LPA conducted a visit in regards to an unusual incident's report that was reported to the department. The unusual incident was reported on March 14, 2025. The incident involves Child C1, Teacher T1, and Head Teacher T2. On March 14, 2025 at around 12:15pm, transition time. C1 dropped their lunch bag, water bottle, and hat on the floor, and ran away, towards the top of the stairs. Per director, the floor was wet because it has rained in the morning.

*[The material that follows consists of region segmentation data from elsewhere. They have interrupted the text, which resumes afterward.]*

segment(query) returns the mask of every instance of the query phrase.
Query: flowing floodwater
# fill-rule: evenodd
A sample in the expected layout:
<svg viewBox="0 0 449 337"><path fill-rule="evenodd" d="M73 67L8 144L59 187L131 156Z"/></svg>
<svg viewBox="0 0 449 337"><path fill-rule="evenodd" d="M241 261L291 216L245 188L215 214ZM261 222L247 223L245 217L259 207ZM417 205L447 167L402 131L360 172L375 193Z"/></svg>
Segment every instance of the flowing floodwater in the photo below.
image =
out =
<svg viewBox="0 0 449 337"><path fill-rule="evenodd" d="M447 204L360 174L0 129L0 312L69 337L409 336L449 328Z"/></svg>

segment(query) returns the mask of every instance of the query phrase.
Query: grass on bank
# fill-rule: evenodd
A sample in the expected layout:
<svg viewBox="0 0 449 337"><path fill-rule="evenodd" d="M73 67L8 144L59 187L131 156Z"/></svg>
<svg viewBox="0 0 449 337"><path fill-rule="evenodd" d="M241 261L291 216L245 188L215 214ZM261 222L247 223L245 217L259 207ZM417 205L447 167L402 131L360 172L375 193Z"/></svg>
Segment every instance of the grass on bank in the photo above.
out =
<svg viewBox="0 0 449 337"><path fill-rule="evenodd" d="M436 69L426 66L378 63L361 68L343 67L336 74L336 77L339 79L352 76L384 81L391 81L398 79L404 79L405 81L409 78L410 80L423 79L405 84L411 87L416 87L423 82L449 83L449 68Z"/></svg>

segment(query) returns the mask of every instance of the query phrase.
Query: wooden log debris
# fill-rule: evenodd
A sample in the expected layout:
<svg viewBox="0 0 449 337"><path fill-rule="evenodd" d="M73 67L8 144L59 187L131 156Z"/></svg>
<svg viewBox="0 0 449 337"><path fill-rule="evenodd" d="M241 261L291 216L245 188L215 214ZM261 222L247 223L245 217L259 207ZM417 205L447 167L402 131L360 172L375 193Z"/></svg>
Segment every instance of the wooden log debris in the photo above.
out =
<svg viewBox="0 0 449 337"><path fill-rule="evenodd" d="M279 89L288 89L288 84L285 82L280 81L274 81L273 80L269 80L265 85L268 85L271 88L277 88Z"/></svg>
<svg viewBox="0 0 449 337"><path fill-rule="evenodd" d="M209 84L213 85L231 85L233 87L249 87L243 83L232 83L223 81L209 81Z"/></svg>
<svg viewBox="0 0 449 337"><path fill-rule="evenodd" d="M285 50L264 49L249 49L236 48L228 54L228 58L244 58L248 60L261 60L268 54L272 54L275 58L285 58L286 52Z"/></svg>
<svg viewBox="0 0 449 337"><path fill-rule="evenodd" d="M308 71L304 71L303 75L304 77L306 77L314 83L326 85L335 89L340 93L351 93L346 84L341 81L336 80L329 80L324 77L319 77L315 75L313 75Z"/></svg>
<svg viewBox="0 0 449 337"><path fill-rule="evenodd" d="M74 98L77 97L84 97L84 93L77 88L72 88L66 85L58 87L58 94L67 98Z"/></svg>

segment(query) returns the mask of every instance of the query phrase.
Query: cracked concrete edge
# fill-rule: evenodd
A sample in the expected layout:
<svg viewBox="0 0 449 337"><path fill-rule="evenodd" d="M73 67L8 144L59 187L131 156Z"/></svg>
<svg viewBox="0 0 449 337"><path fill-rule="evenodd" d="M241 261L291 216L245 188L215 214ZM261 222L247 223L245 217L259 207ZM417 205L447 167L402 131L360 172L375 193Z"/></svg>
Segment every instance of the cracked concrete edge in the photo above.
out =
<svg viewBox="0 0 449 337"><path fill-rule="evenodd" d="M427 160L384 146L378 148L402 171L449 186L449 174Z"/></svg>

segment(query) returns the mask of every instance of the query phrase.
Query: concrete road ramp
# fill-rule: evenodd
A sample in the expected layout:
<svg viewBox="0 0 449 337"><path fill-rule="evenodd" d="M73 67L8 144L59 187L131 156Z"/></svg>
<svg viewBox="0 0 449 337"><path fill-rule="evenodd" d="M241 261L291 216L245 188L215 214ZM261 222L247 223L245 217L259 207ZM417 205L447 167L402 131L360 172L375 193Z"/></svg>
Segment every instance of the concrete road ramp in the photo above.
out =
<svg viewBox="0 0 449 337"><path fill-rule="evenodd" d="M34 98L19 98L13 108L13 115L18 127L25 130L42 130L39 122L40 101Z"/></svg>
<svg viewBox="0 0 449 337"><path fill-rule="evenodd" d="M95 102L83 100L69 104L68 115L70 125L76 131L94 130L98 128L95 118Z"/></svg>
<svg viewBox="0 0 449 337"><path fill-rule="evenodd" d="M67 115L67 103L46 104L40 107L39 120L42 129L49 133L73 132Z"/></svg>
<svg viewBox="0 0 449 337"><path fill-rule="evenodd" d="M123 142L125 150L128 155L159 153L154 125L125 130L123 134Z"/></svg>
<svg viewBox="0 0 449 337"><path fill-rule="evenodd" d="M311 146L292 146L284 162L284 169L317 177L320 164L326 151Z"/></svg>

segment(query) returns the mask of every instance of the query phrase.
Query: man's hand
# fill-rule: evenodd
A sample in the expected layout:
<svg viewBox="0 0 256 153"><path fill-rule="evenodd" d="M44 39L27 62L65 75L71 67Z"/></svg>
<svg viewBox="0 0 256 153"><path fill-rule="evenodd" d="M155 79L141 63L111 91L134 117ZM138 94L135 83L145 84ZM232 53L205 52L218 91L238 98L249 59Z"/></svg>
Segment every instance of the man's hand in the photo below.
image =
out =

T1 was with the transition group when they observed C1 run, and they thought C1 was going to slip because they were wearing rain boots and ran towards the stairs. Per director, T1 informed T2 about what had accrued. Per T2, C1 was crying and informed them that T1 had grabbed their arm. Per director and T2, T2 checked C1's elbow, and performed necessary attention. C1 was given an ice pack, and parents were called immediately.

Per T2, parents arrived during nap time, around 1:15pm. Per director, parents took child to urgent care. Per director, the childcare center requested a doctors note from the parents and tried to schedule a meeting. Parents emailed the director stating child was fine, after consulting with the child's pediatrician. Per director, the child returned to the childcare center, the following day, March 15, 2025. Per director, child was okay, and had no bruising, redness, or mark left on their arm.

Per director, they had a check in meeting the staff involved in the incident. Per director, they will continue to reinforce super vision with their staff. Per director, they have 5 teachers present at all times. Director will have 2 staff members present with children, for support.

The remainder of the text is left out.